During the noon television newscast by local channel 7, Telenoticias, a telephone report by a Costa Rican in Barcelona said no Costa Ricans had been affected by the attack. The Foreign Ministry updated the information later in the afternoon.
At least 13 people more than 80 people, of which more than a dozen are in critical condition, were injured in the “terrorist” attack in Barcelonas’ Las Ramblas district.
According to the Foreign Ministry consular registry, there 25 Costa Ricans registered in Barcelona.
“We have implemented the security protocol, which implies that the consulate general is in direct contact with the permanent center of the Ministry of the Interior of Spain and with the Specialized National Police. It also activates the honorary consulate that Costa Rica has in Barcelona,” Costa Rica’s ambassador to Spain, Doris Osterlof, said at noon.
The Costa Rica embassy also urged the families of Costa Rican who are traveling through Barcelona, to notify the Consulate in case they have not received information from their relatives.
The consulate number in Spain is 0034 603227609 or that of Spain’s National Police 0034 902400012.
The Barcelona Van Attack
A white van drove into a busy tourist district, down the pedestrian concourse in Las Ramblas, a popular area in the heart of Barcelona, and continued driving for more than 500 meters (5
A white van drove into a busy tourist district, down the pedestrian concourse in Las Ramblas, a popular area in the heart of Barcelona, and continued driving for more than 500 metres (5 blcoks) at speeds of 80 km/h (50 mph) while crashing into pedestrians until it hit a newspaper kiosk and stopped.

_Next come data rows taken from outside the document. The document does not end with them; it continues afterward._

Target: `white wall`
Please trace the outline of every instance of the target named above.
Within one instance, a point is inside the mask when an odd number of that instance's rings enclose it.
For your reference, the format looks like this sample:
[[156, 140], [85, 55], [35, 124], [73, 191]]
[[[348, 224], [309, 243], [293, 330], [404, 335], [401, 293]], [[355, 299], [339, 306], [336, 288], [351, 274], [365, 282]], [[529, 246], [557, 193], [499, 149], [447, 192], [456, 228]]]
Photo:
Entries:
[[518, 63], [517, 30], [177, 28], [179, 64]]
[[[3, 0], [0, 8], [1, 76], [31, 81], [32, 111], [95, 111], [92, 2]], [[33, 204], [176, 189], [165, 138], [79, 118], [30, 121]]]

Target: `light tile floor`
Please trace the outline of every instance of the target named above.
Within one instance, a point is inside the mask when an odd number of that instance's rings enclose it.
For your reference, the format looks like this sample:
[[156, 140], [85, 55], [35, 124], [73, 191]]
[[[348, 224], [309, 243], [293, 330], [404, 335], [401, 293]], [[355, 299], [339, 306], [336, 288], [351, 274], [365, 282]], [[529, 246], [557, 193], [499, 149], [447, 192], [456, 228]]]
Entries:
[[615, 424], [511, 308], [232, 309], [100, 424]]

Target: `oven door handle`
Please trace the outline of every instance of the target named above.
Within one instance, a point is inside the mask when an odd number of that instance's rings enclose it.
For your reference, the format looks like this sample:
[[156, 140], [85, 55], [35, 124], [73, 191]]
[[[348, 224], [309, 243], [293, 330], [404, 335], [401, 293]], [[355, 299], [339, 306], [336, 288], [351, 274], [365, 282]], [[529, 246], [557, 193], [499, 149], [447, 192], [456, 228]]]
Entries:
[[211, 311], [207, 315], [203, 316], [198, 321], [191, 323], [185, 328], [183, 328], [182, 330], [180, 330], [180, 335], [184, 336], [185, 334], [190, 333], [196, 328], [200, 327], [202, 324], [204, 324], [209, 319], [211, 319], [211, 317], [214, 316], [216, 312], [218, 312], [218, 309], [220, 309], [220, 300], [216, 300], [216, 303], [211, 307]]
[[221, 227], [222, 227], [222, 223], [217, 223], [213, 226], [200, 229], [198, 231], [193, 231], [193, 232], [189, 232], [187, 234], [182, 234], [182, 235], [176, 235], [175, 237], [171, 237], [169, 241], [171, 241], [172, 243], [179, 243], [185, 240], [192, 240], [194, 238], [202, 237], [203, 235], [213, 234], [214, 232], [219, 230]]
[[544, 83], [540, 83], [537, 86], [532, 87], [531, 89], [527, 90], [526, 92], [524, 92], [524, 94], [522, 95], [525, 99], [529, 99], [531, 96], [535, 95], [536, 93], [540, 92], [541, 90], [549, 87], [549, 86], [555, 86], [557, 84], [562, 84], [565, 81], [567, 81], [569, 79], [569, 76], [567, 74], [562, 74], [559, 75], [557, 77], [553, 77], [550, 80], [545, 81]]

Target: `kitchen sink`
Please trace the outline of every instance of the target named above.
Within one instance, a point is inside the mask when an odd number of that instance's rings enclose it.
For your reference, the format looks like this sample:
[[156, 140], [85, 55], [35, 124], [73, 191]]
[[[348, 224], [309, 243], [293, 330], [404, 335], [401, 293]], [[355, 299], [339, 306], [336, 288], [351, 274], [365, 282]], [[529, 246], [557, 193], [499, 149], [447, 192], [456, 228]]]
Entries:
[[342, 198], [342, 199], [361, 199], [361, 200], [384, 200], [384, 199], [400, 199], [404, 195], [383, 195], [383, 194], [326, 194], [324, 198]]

The Spanish newspaper El País, citing police sources, said the driver of the vehicle fled on foot. Two arrests were made in connection with the attack, local police confirmed on Thursday evening. A second van linked to the attack was found in the small town of Vic in Catalonia.
A popular tourist district
The area of Las Ramblas comprises a long pedestrian concourse made up of a series of ramblas, flanked on either side by carriageways for vehicles. It is one of the city’s favorite tourist destinations. People walk down the wide, pedestrianized path in the center of the street, but cars can travel on either side.
The boulevard also forms the border between Barcelona’s Gothic Quarter and the El Raval neighborhood, both part of the historic old city and considered tourist hotspots.
Attacks in Europe
Up to now Spain had been spared the recent extremist violence that has occurred in France, Belgium, Germany and the UK.
But it was hit by what is still Europe’s deadliest jihadi attack in March 2004, when bombs exploded on commuter trains in Madrid, killing 191 people in an attack claimed by al-Qaida-inspired extremists.
Vehicles have been prominently used across Europe in extremist attacks since July 2016, with more than 100 people killed in London, Nice, Stockholm and Berlin.